Optimize the fischer-agentkit conversation response pipeline to achieve sub-1-second first-token latency. The primary bottleneck is 12 extra LLM calls in the routing layer before the main ReAct loop. Secondary optimizations include parallel tool execution, async session I/O, and connection pool tuning. All changes are gated by configuration flags for safe rollback.

Problem Frame

Users experience 510 second delays before seeing any response in the chat interface. The root cause is a serial chain of LLM calls: CostAwareRouter.quick_classify() → IntentRouter._classify_with_llm() → ReActEngine LLM Think. The first two calls are routing overhead that add 26 seconds with no user-visible value. The third call is the actual reasoning step and cannot be eliminated, but its perceived latency can be reduced via streaming.
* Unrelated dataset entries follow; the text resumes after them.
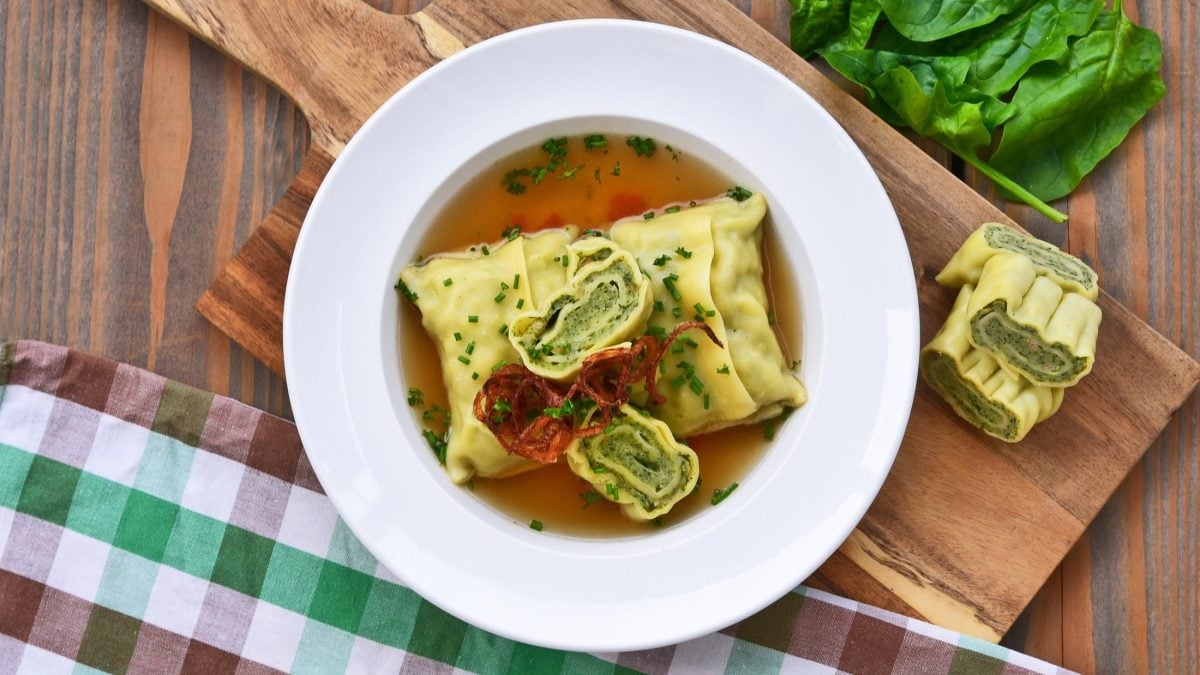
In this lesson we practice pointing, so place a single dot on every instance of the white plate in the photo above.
(856, 291)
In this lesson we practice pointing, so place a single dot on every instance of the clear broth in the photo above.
(484, 208)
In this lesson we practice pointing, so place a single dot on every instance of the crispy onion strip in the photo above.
(514, 401)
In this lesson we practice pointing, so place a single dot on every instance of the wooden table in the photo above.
(136, 160)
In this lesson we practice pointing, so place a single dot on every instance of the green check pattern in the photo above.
(147, 526)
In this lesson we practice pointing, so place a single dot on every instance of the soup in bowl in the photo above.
(431, 174)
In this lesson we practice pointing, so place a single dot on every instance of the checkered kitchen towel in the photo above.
(151, 527)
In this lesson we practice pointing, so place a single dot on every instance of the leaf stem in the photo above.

Current worst-case latency chain:

User message → quick_classify() [1-2s LLM]
             → _classify_with_llm() [1-2s LLM]
             → ReActEngine Think [2-5s LLM]
             → Tool Act [0.5-5s]
             → First token visible to user

Target latency chain:

User message → Local rule classification [<1ms]
             → ReActEngine Think (streaming) [first token in <1s]
             → Tool Act (parallel when possible)
             → First token visible to user

Requirements

ID Requirement Priority
R1 First token latency must be under 1 second for simple conversations (greetings, Q&A) P0
R2 First token latency must be under 1 second for routed conversations when keyword matching succeeds P0
R3 Routing accuracy must not degrade more than 10% compared to current LLM-based classification P1
R4 All optimizations must be configurable with on/off switches for safe rollback P0
R5 Parallel tool execution must preserve conversation history ordering P1
R6 Async session writes must not lose messages on process crash P1

Key Technical Decisions

KTD1: Replace LLM quick_classify with local heuristic

Decision: Replace CostAwareRouter.quick_classify() LLM call with a zero-cost local heuristic based on message length, keyword density, and tool-hint detection.
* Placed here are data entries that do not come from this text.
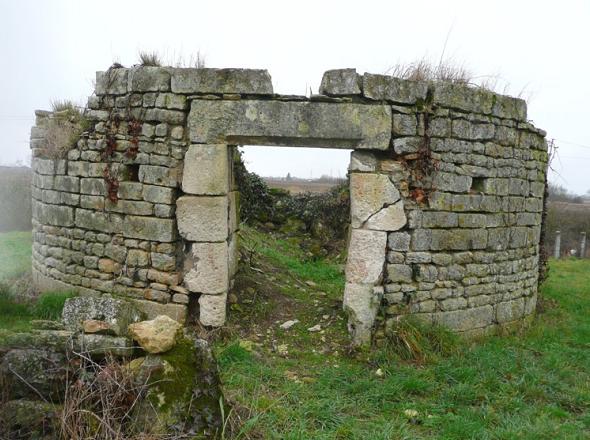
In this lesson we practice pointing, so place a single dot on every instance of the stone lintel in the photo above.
(306, 124)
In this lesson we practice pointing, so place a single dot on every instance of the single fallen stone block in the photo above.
(117, 313)
(156, 336)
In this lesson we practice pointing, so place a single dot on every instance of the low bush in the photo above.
(412, 340)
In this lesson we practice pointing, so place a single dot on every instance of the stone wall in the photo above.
(446, 193)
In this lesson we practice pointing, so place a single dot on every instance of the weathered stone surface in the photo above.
(313, 124)
(149, 228)
(210, 271)
(510, 310)
(466, 319)
(97, 326)
(389, 218)
(341, 82)
(398, 241)
(212, 309)
(243, 81)
(104, 345)
(397, 273)
(152, 309)
(157, 335)
(403, 91)
(206, 170)
(116, 313)
(363, 161)
(462, 97)
(360, 303)
(369, 193)
(202, 218)
(53, 215)
(366, 256)
(112, 82)
(148, 79)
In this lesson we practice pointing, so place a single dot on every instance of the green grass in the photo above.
(15, 262)
(534, 384)
(15, 254)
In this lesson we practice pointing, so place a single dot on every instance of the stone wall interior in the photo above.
(446, 184)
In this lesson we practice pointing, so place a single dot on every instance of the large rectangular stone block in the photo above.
(53, 215)
(203, 219)
(312, 124)
(149, 228)
(244, 81)
(210, 268)
(369, 194)
(389, 88)
(467, 319)
(366, 256)
(206, 170)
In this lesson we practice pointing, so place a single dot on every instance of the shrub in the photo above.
(49, 305)
(62, 129)
(412, 340)
(150, 59)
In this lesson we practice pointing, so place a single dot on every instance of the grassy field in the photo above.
(15, 267)
(302, 384)
(15, 254)
(298, 384)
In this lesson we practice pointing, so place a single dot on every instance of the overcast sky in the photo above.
(52, 48)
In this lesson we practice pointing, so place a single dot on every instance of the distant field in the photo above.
(300, 186)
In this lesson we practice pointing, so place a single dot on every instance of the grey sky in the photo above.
(51, 49)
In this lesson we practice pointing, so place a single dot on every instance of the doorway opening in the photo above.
(293, 229)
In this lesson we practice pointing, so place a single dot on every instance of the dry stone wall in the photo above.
(446, 184)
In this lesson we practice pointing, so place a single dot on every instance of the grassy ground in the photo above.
(15, 254)
(297, 384)
(15, 268)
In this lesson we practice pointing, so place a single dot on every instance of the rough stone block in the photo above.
(158, 194)
(112, 82)
(461, 239)
(206, 170)
(510, 310)
(398, 241)
(389, 218)
(243, 81)
(313, 124)
(466, 319)
(366, 256)
(451, 182)
(53, 215)
(149, 228)
(203, 219)
(210, 271)
(212, 309)
(157, 175)
(399, 273)
(340, 82)
(369, 193)
(363, 161)
(360, 303)
(461, 97)
(402, 91)
(115, 312)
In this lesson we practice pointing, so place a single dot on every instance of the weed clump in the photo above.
(150, 59)
(414, 341)
(63, 128)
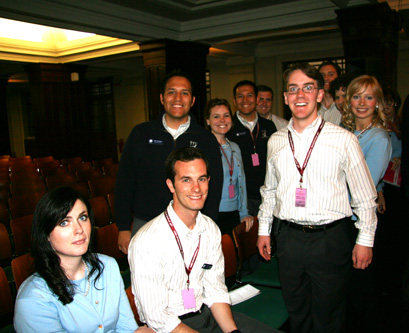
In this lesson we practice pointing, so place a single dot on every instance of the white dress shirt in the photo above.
(278, 121)
(248, 124)
(336, 165)
(331, 114)
(158, 274)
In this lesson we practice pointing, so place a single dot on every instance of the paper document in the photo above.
(243, 294)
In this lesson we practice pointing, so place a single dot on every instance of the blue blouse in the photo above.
(239, 201)
(105, 308)
(377, 149)
(396, 145)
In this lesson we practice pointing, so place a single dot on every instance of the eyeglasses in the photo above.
(309, 89)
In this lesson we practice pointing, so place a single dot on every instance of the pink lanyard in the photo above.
(252, 137)
(192, 262)
(231, 164)
(307, 158)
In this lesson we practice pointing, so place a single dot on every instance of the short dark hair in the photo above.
(185, 154)
(330, 63)
(50, 210)
(216, 102)
(264, 88)
(174, 73)
(244, 83)
(390, 94)
(307, 69)
(341, 81)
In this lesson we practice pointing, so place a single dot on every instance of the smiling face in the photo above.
(303, 105)
(177, 100)
(246, 101)
(265, 102)
(329, 73)
(71, 236)
(219, 120)
(363, 104)
(190, 187)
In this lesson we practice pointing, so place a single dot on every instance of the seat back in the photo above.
(52, 169)
(4, 214)
(131, 299)
(104, 162)
(22, 267)
(81, 188)
(110, 170)
(6, 299)
(111, 203)
(101, 211)
(100, 187)
(106, 241)
(25, 175)
(40, 161)
(21, 229)
(63, 179)
(24, 204)
(27, 187)
(6, 251)
(86, 175)
(72, 160)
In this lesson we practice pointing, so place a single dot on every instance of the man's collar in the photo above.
(176, 132)
(314, 124)
(245, 123)
(180, 227)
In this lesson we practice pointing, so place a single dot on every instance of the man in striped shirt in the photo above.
(310, 168)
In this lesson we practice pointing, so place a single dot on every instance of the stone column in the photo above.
(370, 39)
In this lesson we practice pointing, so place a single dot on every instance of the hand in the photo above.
(264, 247)
(396, 163)
(361, 256)
(249, 220)
(124, 238)
(381, 204)
(144, 329)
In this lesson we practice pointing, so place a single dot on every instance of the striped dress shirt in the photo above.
(336, 165)
(158, 274)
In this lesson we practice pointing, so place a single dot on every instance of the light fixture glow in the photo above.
(34, 32)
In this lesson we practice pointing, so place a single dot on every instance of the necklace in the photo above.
(359, 135)
(87, 273)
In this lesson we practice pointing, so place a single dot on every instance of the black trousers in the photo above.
(314, 271)
(205, 323)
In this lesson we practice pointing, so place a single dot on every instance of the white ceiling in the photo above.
(236, 26)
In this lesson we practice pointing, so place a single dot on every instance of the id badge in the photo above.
(255, 159)
(189, 300)
(300, 197)
(231, 191)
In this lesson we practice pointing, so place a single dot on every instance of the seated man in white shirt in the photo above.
(176, 261)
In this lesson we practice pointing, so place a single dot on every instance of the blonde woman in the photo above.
(364, 116)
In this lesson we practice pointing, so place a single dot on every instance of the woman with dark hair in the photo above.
(72, 289)
(233, 204)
Rationale: The LLM classification adds 12s latency for a binary decision (simple vs complex). A local heuristic using the same signals already present in the message content (length, presence of tool-related keywords, question marks, etc.) can achieve ~85% accuracy at zero latency cost.
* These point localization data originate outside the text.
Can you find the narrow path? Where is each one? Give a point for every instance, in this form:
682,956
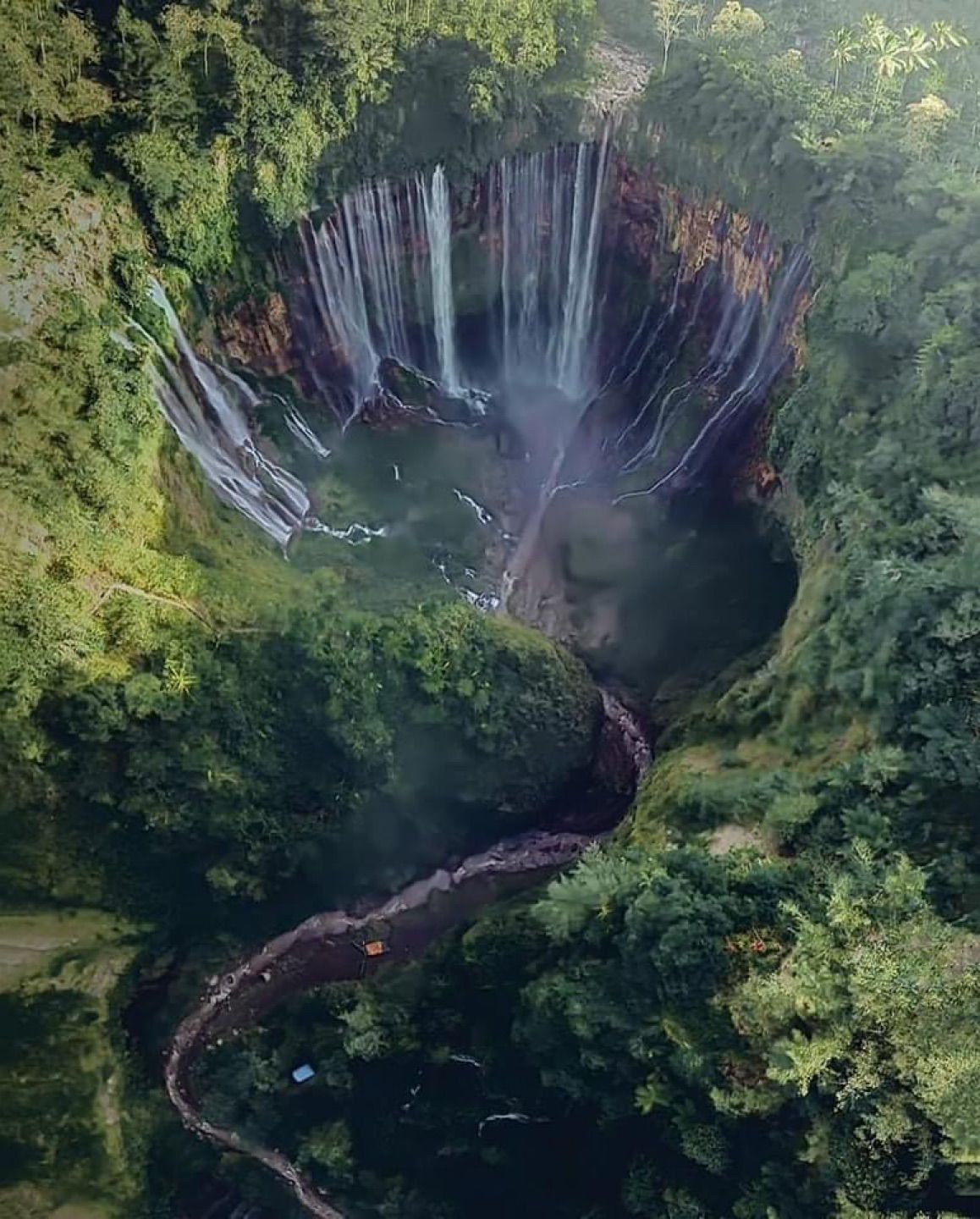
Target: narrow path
326,949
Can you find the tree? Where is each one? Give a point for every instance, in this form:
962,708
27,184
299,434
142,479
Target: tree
944,36
670,17
842,50
736,22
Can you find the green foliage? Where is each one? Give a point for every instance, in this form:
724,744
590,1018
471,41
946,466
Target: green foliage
433,729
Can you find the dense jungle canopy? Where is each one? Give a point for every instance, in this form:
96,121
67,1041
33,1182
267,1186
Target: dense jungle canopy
758,997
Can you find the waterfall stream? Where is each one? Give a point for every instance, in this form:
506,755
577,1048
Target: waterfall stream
529,257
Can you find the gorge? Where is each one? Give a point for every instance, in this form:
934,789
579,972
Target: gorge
489,610
603,329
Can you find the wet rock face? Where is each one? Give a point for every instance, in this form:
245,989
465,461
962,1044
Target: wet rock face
259,334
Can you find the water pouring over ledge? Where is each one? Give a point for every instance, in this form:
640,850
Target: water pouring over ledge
600,385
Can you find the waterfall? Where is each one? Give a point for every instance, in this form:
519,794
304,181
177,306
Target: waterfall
548,239
385,239
752,337
211,409
539,234
438,227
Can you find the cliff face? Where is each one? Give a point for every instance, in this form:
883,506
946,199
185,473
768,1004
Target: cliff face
681,282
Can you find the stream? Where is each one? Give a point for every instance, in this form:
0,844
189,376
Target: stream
331,947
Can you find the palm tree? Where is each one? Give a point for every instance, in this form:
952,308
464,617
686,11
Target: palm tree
944,35
917,49
888,52
842,50
670,17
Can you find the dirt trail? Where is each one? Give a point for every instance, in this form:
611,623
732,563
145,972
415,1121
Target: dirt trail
326,949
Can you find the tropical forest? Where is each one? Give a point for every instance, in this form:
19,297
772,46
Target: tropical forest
489,609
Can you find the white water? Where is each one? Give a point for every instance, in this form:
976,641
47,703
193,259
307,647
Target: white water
384,259
438,227
385,285
209,407
211,410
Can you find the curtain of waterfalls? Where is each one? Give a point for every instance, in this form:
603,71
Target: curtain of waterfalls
544,232
546,219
Alternative considered: Cache LLM classification results. Rejected because cache hit rate would be near-zero for conversational messages (each is unique).

KTD2: Merge quick_classify and intent classification into single LLM call

Decision: When LLM routing is needed (heuristic uncertainty), combine complexity scoring and intent classification into a single LLM call instead of two serial calls.

Rationale: Currently quick_classify() and _classify_with_llm() are separate LLM calls that could be merged into one prompt returning both complexity score and matched skill. This halves the routing LLM overhead when it cannot be avoided.

KTD3: Parallel execution of independent tool_calls

Decision: Execute multiple tool_calls from a single LLM response in parallel using asyncio.gather(), with results appended to conversation in tool_call_id order.

Rationale: When LLM returns multiple tool calls (e.g., search + calculate), they are independent and can run concurrently. Results must be appended in order for the next LLM call to see them correctly.

Risk: Some tool calls may have implicit dependencies. Mitigation: the LLM generally does not return dependent calls in a single response (it waits for results before calling the next). Add a config flag react.parallel_tools: false to disable if needed.

KTD4: Fire-and-forget session writes with write-ahead buffer

Decision: Make SessionManager.append_message() non-blocking by returning immediately after queuing the write, with a background task performing the actual I/O. Add a small in-memory buffer as write-ahead log to prevent message loss.

Rationale: Session writes (especially save_session() for updated_at) add unnecessary blocking. The user doesn't need to wait for persistence before seeing a response. A write-ahead buffer ensures messages survive brief failures.

KTD5: Unified httpx connection pool configuration

Decision: Configure explicit httpx.Limits on all LLM provider clients with sensible defaults for keepalive and connection pooling.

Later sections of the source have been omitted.